Recorded on the Fair Plan simply as "Stones" and described by the landowner at the time as a pile of stones, it was later classified as a cairn, though the designation was always uncertain. It has since been removed entirely, leaving behind a location that is now notable mainly for the ambiguity of what it ever was.

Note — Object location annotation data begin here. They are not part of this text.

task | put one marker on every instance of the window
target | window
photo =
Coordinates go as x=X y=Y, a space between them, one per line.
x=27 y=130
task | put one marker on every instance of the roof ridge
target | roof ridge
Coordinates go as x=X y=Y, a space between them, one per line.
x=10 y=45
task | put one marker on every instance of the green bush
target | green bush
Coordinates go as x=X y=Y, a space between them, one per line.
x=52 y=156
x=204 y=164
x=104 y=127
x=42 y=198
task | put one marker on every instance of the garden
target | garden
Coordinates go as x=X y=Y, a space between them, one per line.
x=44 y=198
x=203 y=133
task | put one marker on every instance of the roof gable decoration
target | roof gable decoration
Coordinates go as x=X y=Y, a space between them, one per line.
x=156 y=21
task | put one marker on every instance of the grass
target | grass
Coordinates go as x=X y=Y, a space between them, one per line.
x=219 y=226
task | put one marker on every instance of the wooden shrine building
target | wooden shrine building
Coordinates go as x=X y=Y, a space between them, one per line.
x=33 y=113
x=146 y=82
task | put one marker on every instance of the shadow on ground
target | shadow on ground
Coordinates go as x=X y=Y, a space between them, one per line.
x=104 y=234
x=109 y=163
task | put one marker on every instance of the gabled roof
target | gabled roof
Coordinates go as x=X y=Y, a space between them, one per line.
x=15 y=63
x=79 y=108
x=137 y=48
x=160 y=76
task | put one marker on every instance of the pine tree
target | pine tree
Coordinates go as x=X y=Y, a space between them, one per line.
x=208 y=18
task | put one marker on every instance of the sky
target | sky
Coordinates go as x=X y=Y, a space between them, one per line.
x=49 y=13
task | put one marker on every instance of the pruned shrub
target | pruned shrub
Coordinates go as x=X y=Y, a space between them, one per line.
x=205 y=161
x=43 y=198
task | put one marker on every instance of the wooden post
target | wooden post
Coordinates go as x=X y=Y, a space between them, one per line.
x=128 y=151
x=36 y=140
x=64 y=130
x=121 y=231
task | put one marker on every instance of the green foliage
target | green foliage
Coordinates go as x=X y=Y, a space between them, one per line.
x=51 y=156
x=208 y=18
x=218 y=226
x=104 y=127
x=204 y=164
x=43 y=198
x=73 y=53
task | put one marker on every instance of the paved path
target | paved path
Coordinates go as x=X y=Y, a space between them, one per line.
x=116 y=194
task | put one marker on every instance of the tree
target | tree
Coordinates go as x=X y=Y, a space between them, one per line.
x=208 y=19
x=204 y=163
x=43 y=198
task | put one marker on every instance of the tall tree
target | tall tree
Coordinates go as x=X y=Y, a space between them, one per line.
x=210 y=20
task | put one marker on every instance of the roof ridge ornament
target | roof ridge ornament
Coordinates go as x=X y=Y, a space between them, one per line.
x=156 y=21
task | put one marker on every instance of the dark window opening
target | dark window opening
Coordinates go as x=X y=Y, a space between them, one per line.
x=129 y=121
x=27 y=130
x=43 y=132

The honest truth about this site is that nobody was quite sure what they were looking at. A field clearance cairn is exactly what the name suggests: a mound of stones gathered from surrounding land by farmers clearing ground for agriculture, with no ceremonial or funerary purpose at all. Across Ireland and particularly on the Dingle Peninsula, where the landscape has been worked for millennia, such accumulations are common, and distinguishing them from prehistoric burial cairns can be genuinely difficult without excavation. The site appears in J. Cuppage's 1986 archaeological survey of the Corca Dhuibhne region, a comprehensive catalogue of the Dingle Peninsula's extraordinary density of ancient monuments, where it was listed with appropriate caution. That caution now seems well placed. Whatever the stones represented, they are gone.